1. Enter Your Notes Manually
The easiest, yet hardest, approach to digitizing your handwritten notes is to enter them manually in a computer. This probably isn’t your idea of digitalization, but for just a few pages this isn’t a huge hassle.
For instance, I frequently write down ideas on paper as they come, and depending on what the idea is about (e.g. work, a to-do, home improvements, etc.), I then put it in the respective file where I keep notes about that particular topic. I do the same with phone numbers – I have a file for them, and when somebody changes their number or I add somebody new, their phone number goes into a phones.txt file. Manually entering your notes is primitive but works like a charm, if you develop the habit for it.
2. Scan Your Notes
The good old scanner is another alternative to try. There are portable and desktop scanners, and their abilities vary.
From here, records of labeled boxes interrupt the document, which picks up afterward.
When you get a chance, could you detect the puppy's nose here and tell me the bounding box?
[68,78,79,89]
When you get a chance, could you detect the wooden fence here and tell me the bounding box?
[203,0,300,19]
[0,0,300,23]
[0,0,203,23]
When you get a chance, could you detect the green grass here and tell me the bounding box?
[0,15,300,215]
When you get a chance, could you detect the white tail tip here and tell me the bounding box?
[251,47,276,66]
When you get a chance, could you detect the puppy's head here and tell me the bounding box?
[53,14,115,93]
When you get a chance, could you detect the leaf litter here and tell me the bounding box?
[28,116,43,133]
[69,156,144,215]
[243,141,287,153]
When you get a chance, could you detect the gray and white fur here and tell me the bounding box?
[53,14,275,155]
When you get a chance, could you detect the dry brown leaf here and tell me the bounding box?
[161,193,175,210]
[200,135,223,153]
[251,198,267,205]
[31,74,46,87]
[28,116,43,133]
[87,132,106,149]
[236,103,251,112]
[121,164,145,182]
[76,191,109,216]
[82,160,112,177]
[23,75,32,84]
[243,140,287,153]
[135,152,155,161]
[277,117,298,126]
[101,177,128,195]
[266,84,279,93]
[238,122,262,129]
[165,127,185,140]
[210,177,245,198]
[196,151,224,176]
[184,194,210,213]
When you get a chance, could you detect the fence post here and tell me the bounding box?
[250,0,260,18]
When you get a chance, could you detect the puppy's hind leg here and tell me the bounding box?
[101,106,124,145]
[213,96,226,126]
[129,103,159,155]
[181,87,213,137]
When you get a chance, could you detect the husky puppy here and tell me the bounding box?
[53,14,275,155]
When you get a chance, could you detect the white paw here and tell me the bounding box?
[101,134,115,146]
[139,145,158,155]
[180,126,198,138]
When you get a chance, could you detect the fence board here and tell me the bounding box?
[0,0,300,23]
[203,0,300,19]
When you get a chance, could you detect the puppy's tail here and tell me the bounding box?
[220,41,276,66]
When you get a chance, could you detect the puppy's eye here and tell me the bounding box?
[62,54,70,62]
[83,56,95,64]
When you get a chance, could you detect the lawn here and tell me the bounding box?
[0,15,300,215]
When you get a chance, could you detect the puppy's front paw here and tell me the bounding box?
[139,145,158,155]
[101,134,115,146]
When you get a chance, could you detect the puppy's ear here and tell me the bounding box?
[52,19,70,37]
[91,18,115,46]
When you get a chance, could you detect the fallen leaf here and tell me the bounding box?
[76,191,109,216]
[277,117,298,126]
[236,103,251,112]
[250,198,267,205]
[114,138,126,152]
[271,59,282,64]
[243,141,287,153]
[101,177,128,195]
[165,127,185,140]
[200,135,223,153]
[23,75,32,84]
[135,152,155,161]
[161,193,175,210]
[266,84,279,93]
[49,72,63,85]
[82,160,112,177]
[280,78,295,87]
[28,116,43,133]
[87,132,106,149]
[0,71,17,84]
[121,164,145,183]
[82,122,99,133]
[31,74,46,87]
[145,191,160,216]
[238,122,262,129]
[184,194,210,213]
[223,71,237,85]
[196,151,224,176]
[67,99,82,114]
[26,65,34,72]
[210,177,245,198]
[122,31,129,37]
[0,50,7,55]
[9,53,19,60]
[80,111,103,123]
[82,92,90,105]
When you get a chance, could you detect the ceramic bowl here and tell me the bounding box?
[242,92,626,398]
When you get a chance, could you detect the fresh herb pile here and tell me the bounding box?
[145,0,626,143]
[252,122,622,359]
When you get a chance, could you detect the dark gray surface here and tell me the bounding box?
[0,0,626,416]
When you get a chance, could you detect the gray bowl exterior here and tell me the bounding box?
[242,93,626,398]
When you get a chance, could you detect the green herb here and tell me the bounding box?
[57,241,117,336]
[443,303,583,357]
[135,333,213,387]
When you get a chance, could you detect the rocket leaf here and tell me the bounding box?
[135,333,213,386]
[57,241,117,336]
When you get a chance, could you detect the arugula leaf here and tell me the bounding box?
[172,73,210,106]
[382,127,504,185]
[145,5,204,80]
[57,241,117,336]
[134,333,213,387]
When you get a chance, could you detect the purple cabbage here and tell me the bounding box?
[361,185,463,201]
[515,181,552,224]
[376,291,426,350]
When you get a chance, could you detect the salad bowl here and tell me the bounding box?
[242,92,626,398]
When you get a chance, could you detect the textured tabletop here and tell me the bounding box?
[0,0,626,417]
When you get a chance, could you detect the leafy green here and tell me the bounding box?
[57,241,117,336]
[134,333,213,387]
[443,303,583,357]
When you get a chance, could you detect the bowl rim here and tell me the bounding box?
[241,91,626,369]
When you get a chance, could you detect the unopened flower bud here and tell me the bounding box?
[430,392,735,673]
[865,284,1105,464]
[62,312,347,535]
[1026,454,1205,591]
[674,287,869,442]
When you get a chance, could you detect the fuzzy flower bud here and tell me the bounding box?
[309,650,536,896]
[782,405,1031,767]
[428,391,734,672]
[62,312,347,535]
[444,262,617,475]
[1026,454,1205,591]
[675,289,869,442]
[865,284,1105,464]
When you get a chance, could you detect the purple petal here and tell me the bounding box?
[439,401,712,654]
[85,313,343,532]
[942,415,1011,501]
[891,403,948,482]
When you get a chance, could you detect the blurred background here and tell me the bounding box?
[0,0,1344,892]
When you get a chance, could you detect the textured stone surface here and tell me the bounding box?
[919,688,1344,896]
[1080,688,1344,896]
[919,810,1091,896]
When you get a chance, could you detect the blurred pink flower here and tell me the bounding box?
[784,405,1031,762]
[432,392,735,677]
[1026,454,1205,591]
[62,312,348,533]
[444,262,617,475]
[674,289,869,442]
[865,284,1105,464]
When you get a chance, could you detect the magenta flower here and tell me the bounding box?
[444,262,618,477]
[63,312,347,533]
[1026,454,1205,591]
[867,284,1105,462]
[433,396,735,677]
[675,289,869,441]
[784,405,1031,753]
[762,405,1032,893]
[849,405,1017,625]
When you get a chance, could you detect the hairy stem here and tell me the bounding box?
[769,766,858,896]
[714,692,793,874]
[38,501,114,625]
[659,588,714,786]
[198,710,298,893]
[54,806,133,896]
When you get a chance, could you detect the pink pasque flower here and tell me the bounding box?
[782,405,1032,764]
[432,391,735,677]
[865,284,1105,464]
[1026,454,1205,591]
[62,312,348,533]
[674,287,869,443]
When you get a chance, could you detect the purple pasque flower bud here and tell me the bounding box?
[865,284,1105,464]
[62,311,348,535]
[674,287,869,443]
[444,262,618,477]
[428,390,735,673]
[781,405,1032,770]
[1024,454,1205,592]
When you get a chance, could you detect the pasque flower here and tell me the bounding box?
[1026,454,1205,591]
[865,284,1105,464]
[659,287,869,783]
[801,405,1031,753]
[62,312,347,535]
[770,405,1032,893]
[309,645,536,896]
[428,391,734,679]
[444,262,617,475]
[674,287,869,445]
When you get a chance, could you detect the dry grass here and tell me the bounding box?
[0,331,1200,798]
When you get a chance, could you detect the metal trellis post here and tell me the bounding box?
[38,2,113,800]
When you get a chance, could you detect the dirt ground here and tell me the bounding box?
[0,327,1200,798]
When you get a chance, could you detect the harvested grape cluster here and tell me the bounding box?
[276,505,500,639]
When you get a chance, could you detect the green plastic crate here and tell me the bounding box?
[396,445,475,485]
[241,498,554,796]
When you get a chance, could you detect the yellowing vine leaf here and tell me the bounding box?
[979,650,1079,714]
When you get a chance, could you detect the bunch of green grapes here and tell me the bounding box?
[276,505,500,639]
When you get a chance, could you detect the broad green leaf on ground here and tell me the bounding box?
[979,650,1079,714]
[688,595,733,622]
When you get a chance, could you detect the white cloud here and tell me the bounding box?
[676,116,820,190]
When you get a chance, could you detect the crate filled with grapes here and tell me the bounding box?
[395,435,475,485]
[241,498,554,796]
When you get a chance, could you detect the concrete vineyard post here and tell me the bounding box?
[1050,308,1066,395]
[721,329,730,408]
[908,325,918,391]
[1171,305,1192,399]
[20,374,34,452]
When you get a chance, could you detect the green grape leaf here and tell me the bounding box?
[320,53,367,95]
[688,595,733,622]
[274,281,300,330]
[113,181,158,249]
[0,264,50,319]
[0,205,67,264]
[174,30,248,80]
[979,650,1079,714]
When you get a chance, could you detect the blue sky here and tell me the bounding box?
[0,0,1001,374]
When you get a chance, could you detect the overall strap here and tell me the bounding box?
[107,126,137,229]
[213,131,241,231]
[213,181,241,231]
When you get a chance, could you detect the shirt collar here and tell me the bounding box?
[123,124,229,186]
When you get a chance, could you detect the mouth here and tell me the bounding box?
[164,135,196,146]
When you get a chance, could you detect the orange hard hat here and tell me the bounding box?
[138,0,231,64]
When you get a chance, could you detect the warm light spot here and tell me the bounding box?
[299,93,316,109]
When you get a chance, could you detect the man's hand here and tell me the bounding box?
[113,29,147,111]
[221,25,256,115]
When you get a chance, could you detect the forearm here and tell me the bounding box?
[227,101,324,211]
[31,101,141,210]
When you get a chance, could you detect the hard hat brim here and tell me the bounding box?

For large volumes of notes, scanning can be pretty time-consuming, especially with a slow scanner. One of the advantages of scanning your notes is that you can take advantage of OCR (Optical Character Recognition), if available, and make your notes searchable. Even if the scanner doesn’t come with OCR, when you have the scanned image of your notes, you can try your luck with a third-party OCR app.
3. Use Your Smartphone
If you don’t have a scanner, you can also use your smartphone’s camera to take a picture of your notes. It’s not less time consuming than scanning and the image gets skewed, which makes OCR more prone to errors, but it’s still an option to preserve your handwritten notes in a digital form.
4. Get a Smart Pen and/or a Graphic Tablet
A much easier way to get digital notes is with the help of a smart pen or a graphic tablet. The downside is that you have to purchase them separately, which if you don’t have many notes, isn’t feasible. Smart pens cost $150 – $200 and more, which is way too much just for occasional note-taking.
A smart pen is used like an ordinary pen to write your notes on a special dot paper. You’re still writing on paper, but the advantage is that a digital copy of the note is created simultaneously.
5. Use a Notepad App
Once you have a digital image of your notes taken with a scanner, smartphone, standalone camera or whatever you decide on, you can try an app, such as Evernote or OneNote, to organize your notes. These apps have OCR, though how successful the recognition is depends on many factors, for instance, how peculiar your handwriting is. If your handwriting is tough to read, don’t count on flawless searchable notes, but in other cases these apps help to make your notes searchable and organized neatly in notebooks. Once you digitize your notes, there is one more very important step to take – back them up on a good media (don’t forget to check the media and the backup for errors), and put them in the safest place possible. If you fail to store them securely, all your efforts will be in vain.